Kids have game manuals, but no opportunity to play the games, says James Paul Gee.
In other words, students are learning discreet pockets of knowledge and skills without the opportunity to use them purposefully and authentically.
You can spell the words, but you can’t string together a good conversation.
You know the scientific method, but haven’t done a proper investigation.
You know what an adverb is, but can’t write a lovely description (see what I did there…)
You can define collaboration, but don’t work well in a group.
You know your addition strategies but can’t use them at the supermarket.
Basically, you can talk the talk, but can’t walk the walk. And while the above examples are a bit tounge-in-cheek (there are lots of scientific investigations and lovely descriptive writing going on everywhere), when looking at the big picture, education probably does skew itself the way of knowledge, rather than knowledge + application. Hell, it’s easier to assess right? If all assessment was real life, collaborative, impactful, rich projects how on earth could the Government ever gather the data they need to justify their political and economic decisions? It would be chaos!

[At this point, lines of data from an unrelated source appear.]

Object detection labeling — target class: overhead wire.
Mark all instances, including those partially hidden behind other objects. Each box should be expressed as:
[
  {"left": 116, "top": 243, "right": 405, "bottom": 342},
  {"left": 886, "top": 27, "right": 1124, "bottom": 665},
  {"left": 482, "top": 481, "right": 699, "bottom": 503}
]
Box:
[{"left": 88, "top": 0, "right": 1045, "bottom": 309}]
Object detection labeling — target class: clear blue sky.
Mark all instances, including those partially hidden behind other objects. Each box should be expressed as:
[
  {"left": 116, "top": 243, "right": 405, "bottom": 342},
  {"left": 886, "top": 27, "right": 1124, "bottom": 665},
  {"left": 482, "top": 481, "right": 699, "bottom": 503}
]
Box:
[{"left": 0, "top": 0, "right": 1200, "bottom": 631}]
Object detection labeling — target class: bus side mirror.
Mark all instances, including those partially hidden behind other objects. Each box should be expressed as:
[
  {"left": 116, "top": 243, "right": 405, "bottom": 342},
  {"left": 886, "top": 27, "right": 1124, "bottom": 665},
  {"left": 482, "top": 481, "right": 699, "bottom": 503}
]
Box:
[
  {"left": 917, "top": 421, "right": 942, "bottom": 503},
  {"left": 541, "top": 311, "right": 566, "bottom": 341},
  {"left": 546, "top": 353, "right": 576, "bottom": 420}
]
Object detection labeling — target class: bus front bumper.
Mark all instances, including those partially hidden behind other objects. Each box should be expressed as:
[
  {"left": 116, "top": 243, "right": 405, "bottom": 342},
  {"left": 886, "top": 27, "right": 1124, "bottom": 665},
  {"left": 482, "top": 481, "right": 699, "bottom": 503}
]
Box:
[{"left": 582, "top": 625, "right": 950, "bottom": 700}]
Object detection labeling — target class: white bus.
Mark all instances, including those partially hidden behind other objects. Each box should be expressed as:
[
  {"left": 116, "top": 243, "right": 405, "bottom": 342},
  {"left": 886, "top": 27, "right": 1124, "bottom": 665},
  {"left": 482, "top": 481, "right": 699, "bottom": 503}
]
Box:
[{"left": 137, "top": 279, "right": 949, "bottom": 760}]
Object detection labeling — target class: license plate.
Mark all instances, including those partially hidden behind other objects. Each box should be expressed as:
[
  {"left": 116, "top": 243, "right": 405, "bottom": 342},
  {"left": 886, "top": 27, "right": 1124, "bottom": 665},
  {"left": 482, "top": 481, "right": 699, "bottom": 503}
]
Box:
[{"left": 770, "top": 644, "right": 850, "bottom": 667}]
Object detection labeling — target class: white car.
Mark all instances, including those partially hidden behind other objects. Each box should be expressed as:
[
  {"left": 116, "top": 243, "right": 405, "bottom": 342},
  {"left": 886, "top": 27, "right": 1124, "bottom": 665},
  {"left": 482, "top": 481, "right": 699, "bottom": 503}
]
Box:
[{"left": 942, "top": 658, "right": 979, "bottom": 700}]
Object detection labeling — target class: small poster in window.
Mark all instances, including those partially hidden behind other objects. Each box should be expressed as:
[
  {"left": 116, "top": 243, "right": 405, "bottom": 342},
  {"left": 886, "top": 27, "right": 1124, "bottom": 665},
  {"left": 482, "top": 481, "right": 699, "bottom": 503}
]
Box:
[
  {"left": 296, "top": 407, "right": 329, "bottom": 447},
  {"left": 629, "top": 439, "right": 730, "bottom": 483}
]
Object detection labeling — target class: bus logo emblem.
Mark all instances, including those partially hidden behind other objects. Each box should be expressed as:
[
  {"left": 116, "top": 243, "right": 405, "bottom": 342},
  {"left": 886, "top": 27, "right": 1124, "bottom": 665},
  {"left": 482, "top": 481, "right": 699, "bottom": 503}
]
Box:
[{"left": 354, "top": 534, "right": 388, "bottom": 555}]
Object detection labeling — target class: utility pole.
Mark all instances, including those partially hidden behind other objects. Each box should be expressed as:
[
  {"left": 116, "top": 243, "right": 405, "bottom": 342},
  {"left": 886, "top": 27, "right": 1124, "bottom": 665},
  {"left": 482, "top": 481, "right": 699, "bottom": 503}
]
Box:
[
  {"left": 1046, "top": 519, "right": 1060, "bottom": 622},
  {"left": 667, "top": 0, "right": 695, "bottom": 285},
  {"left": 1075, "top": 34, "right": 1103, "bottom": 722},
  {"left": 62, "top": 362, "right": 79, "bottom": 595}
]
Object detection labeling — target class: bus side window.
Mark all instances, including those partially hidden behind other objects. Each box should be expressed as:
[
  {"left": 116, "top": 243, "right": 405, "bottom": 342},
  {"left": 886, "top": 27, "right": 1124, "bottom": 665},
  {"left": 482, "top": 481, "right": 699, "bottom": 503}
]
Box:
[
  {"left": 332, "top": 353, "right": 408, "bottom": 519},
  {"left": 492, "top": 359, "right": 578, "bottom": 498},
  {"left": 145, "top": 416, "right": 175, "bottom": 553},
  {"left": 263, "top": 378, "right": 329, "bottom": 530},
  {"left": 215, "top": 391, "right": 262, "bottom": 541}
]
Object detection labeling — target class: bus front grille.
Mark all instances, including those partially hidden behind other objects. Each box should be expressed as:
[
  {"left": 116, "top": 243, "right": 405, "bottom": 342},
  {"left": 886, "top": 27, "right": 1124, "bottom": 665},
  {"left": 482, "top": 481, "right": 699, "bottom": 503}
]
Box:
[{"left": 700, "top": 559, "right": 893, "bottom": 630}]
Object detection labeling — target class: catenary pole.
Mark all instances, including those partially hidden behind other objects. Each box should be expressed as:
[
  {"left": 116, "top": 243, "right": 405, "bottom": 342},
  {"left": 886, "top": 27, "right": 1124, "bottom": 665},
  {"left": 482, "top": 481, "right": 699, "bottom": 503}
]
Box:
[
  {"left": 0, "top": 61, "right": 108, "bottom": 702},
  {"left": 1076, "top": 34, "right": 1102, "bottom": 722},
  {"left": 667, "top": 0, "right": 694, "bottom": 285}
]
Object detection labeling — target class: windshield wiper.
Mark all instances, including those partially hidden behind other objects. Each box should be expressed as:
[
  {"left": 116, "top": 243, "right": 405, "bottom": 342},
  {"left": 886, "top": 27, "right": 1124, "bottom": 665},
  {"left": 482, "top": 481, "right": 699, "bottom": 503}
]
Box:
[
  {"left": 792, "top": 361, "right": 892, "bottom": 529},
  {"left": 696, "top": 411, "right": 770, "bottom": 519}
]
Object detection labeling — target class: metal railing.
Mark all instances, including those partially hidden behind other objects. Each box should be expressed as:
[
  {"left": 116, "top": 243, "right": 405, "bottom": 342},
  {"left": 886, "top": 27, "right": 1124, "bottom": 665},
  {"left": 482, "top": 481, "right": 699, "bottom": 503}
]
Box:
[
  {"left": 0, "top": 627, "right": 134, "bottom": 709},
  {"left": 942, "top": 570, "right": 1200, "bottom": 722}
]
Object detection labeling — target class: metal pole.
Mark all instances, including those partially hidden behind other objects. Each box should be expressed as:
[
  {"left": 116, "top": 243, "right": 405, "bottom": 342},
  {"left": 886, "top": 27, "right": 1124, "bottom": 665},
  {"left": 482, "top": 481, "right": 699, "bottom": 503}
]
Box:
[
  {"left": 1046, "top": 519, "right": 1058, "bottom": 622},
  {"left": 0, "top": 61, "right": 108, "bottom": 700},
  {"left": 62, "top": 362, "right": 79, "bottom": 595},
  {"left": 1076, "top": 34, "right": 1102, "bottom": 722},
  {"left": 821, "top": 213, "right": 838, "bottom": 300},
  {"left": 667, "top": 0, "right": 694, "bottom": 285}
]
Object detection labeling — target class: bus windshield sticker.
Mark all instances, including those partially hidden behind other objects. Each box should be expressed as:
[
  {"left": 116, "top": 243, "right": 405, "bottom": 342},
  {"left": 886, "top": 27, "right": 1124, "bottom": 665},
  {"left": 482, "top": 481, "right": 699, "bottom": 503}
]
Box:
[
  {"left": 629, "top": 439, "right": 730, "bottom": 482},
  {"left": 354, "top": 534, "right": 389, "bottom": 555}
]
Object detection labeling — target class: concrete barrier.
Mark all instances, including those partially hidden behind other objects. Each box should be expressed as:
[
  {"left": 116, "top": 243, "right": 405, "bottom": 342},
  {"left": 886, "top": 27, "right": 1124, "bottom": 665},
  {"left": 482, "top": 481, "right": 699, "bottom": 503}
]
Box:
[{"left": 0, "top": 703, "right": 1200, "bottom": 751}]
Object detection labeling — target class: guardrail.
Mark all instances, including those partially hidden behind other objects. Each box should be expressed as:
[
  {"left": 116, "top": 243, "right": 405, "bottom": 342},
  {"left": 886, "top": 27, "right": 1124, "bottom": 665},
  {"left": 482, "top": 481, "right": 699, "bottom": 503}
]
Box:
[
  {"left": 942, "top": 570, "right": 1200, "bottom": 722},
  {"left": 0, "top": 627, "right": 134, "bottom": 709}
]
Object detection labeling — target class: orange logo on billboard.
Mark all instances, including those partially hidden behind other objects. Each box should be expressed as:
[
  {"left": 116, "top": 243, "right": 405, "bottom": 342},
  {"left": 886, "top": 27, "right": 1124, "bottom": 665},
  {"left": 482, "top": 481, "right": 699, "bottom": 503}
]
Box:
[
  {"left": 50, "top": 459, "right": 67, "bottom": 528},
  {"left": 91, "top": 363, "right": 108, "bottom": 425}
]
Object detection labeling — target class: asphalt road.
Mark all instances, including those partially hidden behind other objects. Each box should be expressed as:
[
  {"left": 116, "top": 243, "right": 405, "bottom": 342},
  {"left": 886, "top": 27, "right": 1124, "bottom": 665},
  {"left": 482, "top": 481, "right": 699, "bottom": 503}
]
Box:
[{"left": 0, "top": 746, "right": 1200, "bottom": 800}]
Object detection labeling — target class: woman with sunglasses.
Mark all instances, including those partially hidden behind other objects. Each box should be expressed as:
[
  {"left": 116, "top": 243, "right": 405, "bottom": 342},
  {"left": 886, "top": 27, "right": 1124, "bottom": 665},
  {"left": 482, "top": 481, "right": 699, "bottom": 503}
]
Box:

This, for me, is one of the great affordances of digital games. They can bridge that gap between learning something and stopping right there, or learning something and then applying it. Games or simulations offer a context in which you can embody your learning – you can BE a scientist, an entrepreneur, an explorer, a historical figure. The experience of actually using learned knowledge and skills makes learning stick and makes sure it’s helpful. It’s a safe place to practise the application of knowledge and skills too – games make it OK to fail.
We don’t need to stop teaching content, knowledge and skills. What we do need to do is start embedding it within rich, experiential learning scenarios. Games offer a chance to do this.